In 1941 an absolute library charter was granted to replace the provisional charter. At that time the library was occupying the west half of the old Bank Building (1 West Main Street) with the State Bank of Victor, currently occupied by NextStepU and Millsy’s Barbershop.
Five librarians served in the early years after Margaret VanVoorhis—Miss Doris Costello, Mrs. Helen Cochrane, Elsie Jacobs, Mrs. George H. Hill, Miss Elaine Kerskie and Mrs. Arlington Cahill. In 1945 the library hired Mrs.

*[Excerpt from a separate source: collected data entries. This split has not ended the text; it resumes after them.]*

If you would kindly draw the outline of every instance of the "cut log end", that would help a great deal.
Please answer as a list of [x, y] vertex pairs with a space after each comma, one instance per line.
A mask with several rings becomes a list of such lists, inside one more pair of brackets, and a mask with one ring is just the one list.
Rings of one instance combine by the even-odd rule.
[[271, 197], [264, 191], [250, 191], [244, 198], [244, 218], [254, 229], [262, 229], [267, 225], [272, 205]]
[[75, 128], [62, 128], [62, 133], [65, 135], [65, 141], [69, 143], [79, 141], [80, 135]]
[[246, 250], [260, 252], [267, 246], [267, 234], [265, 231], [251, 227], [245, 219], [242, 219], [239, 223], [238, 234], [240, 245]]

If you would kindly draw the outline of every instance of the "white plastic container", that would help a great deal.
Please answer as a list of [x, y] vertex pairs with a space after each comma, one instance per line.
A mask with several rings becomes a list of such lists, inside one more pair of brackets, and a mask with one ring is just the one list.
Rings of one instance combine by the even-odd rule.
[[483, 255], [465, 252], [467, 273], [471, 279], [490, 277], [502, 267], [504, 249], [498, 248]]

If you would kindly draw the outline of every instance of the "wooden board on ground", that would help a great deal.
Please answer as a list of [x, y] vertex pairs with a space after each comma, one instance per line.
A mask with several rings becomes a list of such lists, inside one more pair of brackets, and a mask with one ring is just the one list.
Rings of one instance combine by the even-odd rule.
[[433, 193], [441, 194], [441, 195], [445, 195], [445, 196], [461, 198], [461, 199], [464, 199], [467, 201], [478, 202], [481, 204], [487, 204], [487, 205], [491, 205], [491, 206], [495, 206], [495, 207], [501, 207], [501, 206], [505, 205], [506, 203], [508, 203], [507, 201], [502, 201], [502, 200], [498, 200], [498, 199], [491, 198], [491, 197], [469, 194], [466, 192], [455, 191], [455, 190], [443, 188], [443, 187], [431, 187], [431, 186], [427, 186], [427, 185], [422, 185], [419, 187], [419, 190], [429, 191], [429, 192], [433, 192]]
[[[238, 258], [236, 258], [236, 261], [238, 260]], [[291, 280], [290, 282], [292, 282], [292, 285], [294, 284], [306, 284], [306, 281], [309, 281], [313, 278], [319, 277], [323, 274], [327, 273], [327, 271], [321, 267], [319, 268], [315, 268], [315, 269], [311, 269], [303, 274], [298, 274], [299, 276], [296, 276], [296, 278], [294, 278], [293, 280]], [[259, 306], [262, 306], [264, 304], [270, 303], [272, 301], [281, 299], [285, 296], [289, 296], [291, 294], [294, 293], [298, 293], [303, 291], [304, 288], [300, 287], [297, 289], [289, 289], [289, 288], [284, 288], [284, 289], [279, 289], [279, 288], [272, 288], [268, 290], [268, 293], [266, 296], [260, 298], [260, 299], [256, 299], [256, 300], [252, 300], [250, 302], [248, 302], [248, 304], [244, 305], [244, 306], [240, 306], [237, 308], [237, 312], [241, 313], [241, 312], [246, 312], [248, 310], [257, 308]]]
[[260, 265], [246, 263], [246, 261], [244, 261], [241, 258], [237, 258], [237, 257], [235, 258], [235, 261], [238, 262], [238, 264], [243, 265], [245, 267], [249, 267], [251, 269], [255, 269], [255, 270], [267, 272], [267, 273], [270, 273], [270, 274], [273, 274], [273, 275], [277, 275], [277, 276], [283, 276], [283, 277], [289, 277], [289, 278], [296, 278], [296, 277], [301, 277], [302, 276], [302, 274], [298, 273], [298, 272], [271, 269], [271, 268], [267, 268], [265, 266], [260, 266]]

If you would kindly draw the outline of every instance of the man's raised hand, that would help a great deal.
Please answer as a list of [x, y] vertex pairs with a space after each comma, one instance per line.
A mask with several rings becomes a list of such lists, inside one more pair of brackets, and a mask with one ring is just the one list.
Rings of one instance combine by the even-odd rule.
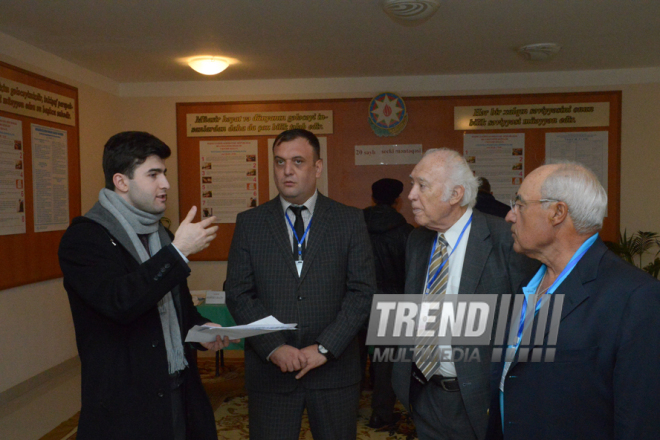
[[172, 241], [172, 244], [186, 257], [209, 247], [218, 231], [217, 226], [211, 226], [215, 221], [215, 216], [207, 217], [198, 223], [192, 223], [196, 213], [196, 206], [190, 208], [188, 215], [179, 225], [179, 229], [176, 230]]

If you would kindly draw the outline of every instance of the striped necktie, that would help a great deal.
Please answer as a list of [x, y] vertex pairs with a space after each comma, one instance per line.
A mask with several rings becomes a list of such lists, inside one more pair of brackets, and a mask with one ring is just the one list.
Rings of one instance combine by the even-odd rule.
[[[431, 264], [429, 265], [429, 277], [433, 277], [438, 267], [443, 262], [448, 260], [447, 254], [447, 240], [443, 235], [438, 236], [438, 245], [435, 248], [433, 257], [431, 257]], [[444, 295], [447, 292], [447, 282], [449, 281], [449, 263], [446, 262], [442, 266], [442, 270], [430, 286], [427, 286], [428, 294], [424, 295], [424, 301], [432, 300], [429, 295]], [[438, 314], [433, 327], [426, 329], [429, 330], [433, 336], [417, 338], [415, 345], [415, 354], [413, 360], [420, 369], [426, 379], [433, 376], [440, 367], [440, 359], [438, 355], [437, 334], [440, 328], [440, 316]]]

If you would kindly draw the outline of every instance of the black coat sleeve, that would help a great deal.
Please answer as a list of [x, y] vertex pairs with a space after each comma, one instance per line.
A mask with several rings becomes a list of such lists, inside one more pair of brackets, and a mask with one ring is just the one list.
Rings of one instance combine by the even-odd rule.
[[[67, 290], [73, 290], [97, 313], [123, 324], [155, 307], [190, 274], [172, 245], [139, 264], [105, 228], [91, 221], [74, 222], [64, 234], [58, 254]], [[182, 306], [192, 306], [189, 295], [182, 295], [186, 297]], [[201, 318], [196, 311], [192, 316]]]

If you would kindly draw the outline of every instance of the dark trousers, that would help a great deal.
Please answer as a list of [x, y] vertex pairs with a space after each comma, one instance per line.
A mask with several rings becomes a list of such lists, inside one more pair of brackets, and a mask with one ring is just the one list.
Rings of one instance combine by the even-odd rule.
[[251, 440], [298, 440], [307, 408], [314, 440], [351, 440], [357, 436], [360, 384], [290, 393], [248, 392]]
[[392, 362], [372, 362], [374, 391], [371, 395], [373, 413], [384, 421], [391, 421], [394, 415], [396, 395], [392, 388]]
[[410, 405], [419, 440], [477, 440], [460, 391], [411, 379]]

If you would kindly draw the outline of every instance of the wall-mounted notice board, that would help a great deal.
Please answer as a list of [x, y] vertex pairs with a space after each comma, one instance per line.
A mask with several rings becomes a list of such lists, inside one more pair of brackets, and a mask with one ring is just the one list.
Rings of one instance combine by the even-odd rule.
[[78, 147], [78, 89], [0, 62], [0, 290], [62, 276]]
[[[253, 155], [251, 151], [256, 151], [256, 164], [253, 164], [254, 169], [257, 170], [254, 176], [256, 200], [251, 202], [248, 199], [247, 204], [266, 202], [269, 195], [269, 141], [272, 142], [279, 131], [291, 125], [305, 123], [307, 128], [312, 126], [317, 130], [319, 138], [326, 139], [327, 160], [324, 164], [324, 172], [328, 176], [327, 195], [347, 205], [364, 208], [371, 204], [373, 182], [383, 177], [399, 179], [405, 185], [402, 194], [402, 213], [411, 223], [414, 223], [413, 215], [410, 203], [405, 197], [410, 190], [409, 175], [414, 164], [356, 165], [356, 146], [421, 145], [424, 151], [447, 147], [463, 154], [465, 139], [473, 134], [521, 133], [524, 134], [519, 136], [524, 139], [524, 177], [544, 163], [546, 139], [555, 139], [553, 133], [594, 132], [600, 135], [604, 132], [606, 134], [602, 138], [605, 139], [603, 155], [606, 156], [604, 161], [606, 170], [603, 172], [607, 176], [609, 207], [601, 236], [604, 240], [616, 240], [619, 230], [621, 92], [403, 97], [403, 99], [408, 113], [407, 126], [400, 134], [393, 137], [379, 137], [371, 129], [369, 124], [371, 99], [367, 98], [177, 104], [180, 218], [187, 214], [192, 205], [203, 206], [204, 191], [209, 191], [202, 188], [203, 177], [207, 177], [206, 182], [212, 182], [215, 188], [239, 188], [239, 183], [241, 185], [245, 183], [242, 177], [238, 180], [231, 177], [231, 173], [228, 173], [224, 180], [222, 173], [202, 176], [205, 172], [203, 166], [231, 169], [229, 162], [223, 164], [221, 159], [215, 162], [220, 164], [219, 167], [211, 163], [213, 160], [203, 164], [201, 161], [203, 156], [200, 155], [200, 152], [210, 152], [212, 148], [218, 146], [229, 148], [231, 141], [236, 142], [234, 151], [238, 152], [237, 154], [249, 156]], [[593, 117], [583, 114], [589, 113], [590, 107], [595, 109], [591, 110]], [[469, 123], [467, 127], [462, 127], [456, 122], [461, 117], [460, 110], [471, 112], [468, 117], [473, 120], [471, 127]], [[486, 111], [488, 115], [485, 115]], [[474, 116], [475, 113], [481, 115]], [[292, 116], [292, 118], [290, 121], [287, 119], [286, 123], [265, 122], [272, 115], [284, 115], [287, 118]], [[296, 118], [296, 115], [299, 116]], [[570, 118], [566, 118], [567, 116]], [[206, 119], [203, 119], [204, 117]], [[243, 118], [250, 118], [250, 122]], [[259, 122], [254, 122], [255, 119]], [[554, 119], [556, 119], [555, 123], [553, 123]], [[571, 122], [573, 119], [575, 122]], [[484, 123], [483, 120], [486, 122]], [[491, 120], [494, 122], [491, 123]], [[263, 128], [264, 125], [269, 125], [271, 131], [264, 129], [260, 132], [260, 127]], [[199, 131], [191, 132], [192, 126]], [[224, 129], [221, 128], [223, 126]], [[364, 161], [358, 160], [358, 162]], [[225, 165], [226, 167], [223, 168]], [[219, 186], [214, 179], [221, 181], [222, 186]], [[247, 189], [246, 186], [245, 191]], [[240, 191], [244, 194], [242, 187]], [[206, 196], [215, 197], [215, 194], [207, 192]], [[248, 209], [247, 205], [245, 209]], [[199, 219], [198, 215], [197, 220]], [[194, 260], [227, 259], [234, 224], [221, 223], [219, 226], [218, 238], [209, 248], [194, 255]]]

Margaret V. V. Smith who was a graduate of Victor High School, Geneseo Normal School and a teacher at Victor Central School for 35 years.
By the mid-1950s a planned expansion of the bank necessitated moving to another location. The trustees, with the approval of the Victor Town Board, purchased the property of Norris Crane on Maple Avenue (the former depot for the Rochester and Eastern Rapid Railway). Purchase price was $7,500 and opening day was March 11, 1958. In 1960 the library joined the Ontario County Library Association and it was the same year that Margaret V. V. Smith retired as librarian after 22 years of service. Another Margaret—Margaret Keating—took her place. The mortgage was paid off in October, 1965.
In 1971 the library expanded another 1,000 square feet. By 1974, Miss Keating was assisted by Mrs. Betty Mead and Mrs. Lois Hadden.
In 1974 the Board of Directors hired Patricia Kelly (later Evans) as the director of the Victor Free Library. Mrs. Evans would go on to serve in that capacity for 38 years.
In 1981 the Library Board of Directors is expanded to seven members.
On May 30, 1996, the Victor Free Library opened at its new location on West Main Street. With 8,900 square feet, the area almost quadrupled the space from its previous location on Maple Avenue.
In 2014, the Victor Free Library became the Victor Farmington Library, to better represent the ever-growing community it was serving.
In 2018, the library Board of Trustees began a search for a larger, more modern facility to meet the growing demands of the residents of Victor and Farmington. The current building has quickly outgrown the community’s needs for more space, books, and meeting rooms.